昨日のシンポジウムのプーランクとソーゲの歌曲による幕間コンサートに解説を書き、訳はプロジェクターで投影しようと思ったが、スクリーンとの位置関係で演奏鑑賞のじゃまになる判断してとりやめたので、昨日のテクストの一部とともに、訳とそして、調査はできたが載せられなかった小ネタも含めて覚書として。

《進もうもっと速く》と訳したアポリネールの1917年の詩にプーランクが1938年に曲をつけた Allons plus vite がやや難渋。

この詩、単にグーグルで検索するとまず、プーランクの歌曲の詩として最も頻繁に出てくるが、アポリネールの詩としての成立や来歴がいまいち分かりづらい。作曲家がだれか詩人の詩に曲をつけるさい、その詩をいつどうやって知ったかが問題となる。この時代の詩がだいたいたどる履歴は、詩人が詩を書く → 多くは雑誌に発表 → 自分で詩集を出す際にその中の一編として出版する → 後に編纂されるもっと大きな詩作集に収録される(複数あり、最後は権威ある全集)…だが、作曲家がそのなかのどの段階でその詩を知ったのか、その途上に改訂はあるのか…。

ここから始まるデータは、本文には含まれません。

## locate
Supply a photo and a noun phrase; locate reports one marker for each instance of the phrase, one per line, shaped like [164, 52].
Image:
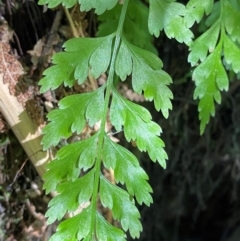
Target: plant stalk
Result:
[105, 113]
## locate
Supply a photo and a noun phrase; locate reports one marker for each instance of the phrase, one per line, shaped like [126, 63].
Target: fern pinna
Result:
[76, 173]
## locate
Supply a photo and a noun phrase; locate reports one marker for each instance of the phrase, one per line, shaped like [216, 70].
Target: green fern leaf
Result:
[232, 21]
[82, 55]
[67, 201]
[147, 75]
[67, 229]
[168, 15]
[210, 77]
[135, 119]
[71, 117]
[135, 27]
[203, 45]
[100, 6]
[127, 171]
[195, 10]
[231, 54]
[71, 158]
[107, 232]
[122, 208]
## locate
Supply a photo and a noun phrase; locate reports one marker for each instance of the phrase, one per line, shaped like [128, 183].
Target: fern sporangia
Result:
[76, 173]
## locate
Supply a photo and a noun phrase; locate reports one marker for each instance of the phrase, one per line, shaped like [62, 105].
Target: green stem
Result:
[103, 123]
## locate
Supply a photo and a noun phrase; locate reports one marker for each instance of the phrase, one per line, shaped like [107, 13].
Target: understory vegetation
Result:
[133, 107]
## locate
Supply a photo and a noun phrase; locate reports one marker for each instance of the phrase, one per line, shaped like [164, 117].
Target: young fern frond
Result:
[75, 174]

この曲の翻訳と解説は、ます詩についてのそのあたりの情報をたぶんがっちり書いてあるはずのプレイヤード叢書版が手元にないまま手をつけたため、どの詩集にあるのかの調査に、いささか手こずったが、詩集に収められたのは 1925年の遺稿詩集の Il y a (Messin)とは判明。そして 初出の雑誌、そのスキャンデータまで米国の大学のデータベースから得ることができた。そして、この詩とプーランクの特別強い関わりに気づくことになる(これについては解説に書いた)。

次に苦戦したのが、唐突に出てくる二つの固有名詞 Boulevard de Grenelle と Pauline.

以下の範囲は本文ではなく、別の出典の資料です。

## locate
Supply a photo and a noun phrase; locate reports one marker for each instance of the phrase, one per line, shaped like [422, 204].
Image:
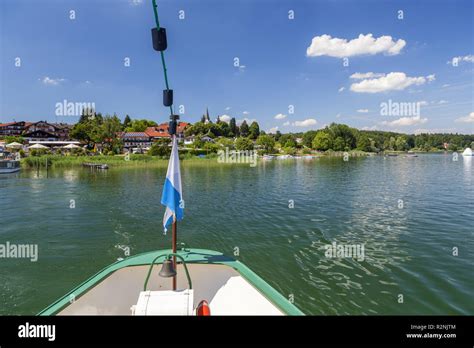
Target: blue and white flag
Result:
[172, 196]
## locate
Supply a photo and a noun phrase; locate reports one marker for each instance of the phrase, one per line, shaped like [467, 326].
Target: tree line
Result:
[99, 129]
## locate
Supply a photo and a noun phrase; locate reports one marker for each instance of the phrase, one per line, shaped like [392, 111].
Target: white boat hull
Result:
[9, 170]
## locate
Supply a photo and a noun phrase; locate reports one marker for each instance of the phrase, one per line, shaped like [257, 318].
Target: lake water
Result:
[409, 213]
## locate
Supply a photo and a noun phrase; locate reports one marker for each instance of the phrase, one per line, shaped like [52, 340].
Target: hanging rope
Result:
[155, 10]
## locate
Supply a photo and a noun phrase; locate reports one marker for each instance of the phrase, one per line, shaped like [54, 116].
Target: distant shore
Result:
[60, 161]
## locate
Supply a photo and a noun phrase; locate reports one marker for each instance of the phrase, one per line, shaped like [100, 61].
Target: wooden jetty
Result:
[95, 165]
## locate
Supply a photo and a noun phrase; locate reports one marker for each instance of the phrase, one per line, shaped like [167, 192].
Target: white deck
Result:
[227, 292]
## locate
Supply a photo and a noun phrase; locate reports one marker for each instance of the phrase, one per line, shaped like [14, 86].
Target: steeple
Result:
[207, 119]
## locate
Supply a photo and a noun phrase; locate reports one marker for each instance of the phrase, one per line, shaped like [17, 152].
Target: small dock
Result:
[95, 165]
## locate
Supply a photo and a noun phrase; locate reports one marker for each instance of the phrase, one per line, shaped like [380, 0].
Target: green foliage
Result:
[233, 129]
[308, 138]
[160, 148]
[267, 142]
[244, 129]
[211, 147]
[322, 141]
[289, 150]
[243, 144]
[277, 136]
[139, 125]
[254, 130]
[364, 143]
[225, 142]
[126, 122]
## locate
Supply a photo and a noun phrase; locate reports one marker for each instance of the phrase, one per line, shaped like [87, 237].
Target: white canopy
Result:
[71, 146]
[37, 146]
[14, 145]
[467, 152]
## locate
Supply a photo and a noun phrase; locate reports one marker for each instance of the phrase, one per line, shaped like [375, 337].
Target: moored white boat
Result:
[467, 152]
[9, 166]
[123, 288]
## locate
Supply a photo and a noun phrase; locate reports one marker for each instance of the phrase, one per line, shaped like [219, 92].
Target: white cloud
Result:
[51, 82]
[406, 121]
[225, 118]
[394, 81]
[249, 121]
[368, 75]
[433, 131]
[306, 123]
[459, 59]
[325, 45]
[466, 119]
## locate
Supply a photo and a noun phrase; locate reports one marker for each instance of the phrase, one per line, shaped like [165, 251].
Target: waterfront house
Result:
[131, 140]
[189, 140]
[207, 139]
[162, 131]
[13, 128]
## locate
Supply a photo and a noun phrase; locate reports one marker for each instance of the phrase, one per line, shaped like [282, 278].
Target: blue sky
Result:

「Boulevard de Grenelle グルネル大通り」 のほうはこの時期のアポリネールについてのある研究論文から(Peter Read 2016)、直接ではないがなんとか解決がついた。まず、その文献によって、そもそもこの詩が1917年のメーデーを背景に書かれていることを理解する。

そこにグルネル大通りについては特に書いていなかったが、その場所について、17年前後の新聞記事のデータベースを検索すると、メーデーのデモの記事は出てこなかったが、共産党機関誌の『ユマニテ』その他から、その72番地に労働組合の集会所が置かれていること、さらには、Salle Franco-Russe フランス・ロシアホールと呼ばれているものもあったことを知る。そこで、その文献のメーデー説によって得られたイメージがいささかなりとも鮮明になる。これも解説に軽く入れられた(ちなみに今はその場所には冷凍食品屋さんのPicardがある)。

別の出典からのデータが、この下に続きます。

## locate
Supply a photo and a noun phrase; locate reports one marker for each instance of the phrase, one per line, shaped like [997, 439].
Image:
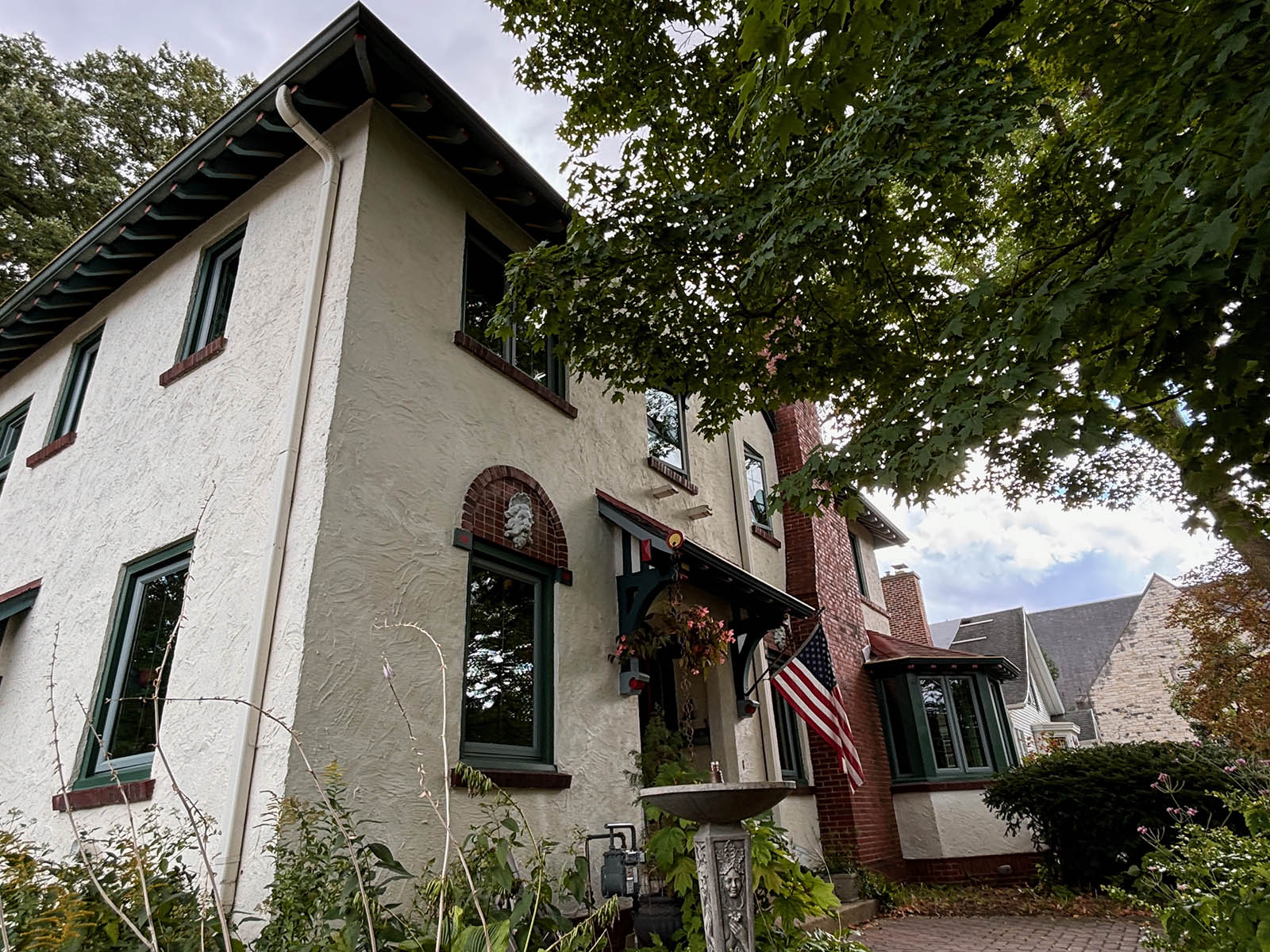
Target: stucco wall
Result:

この文献からはさらに、末尾から3行目の唐突な Ton frère は、自筆原稿の研究から、もともとは「 Ton frère est mort un trou au front お前の兄弟は死んだ、前線の穴」だったこと、それを検閲の問題か、最初の2語だけ残し、あとをばっさり切ったので、詩として破格のものになった…ということを知る。
確かにデジタルで公開されている自筆原稿を見ると、上記の句がみとめられる。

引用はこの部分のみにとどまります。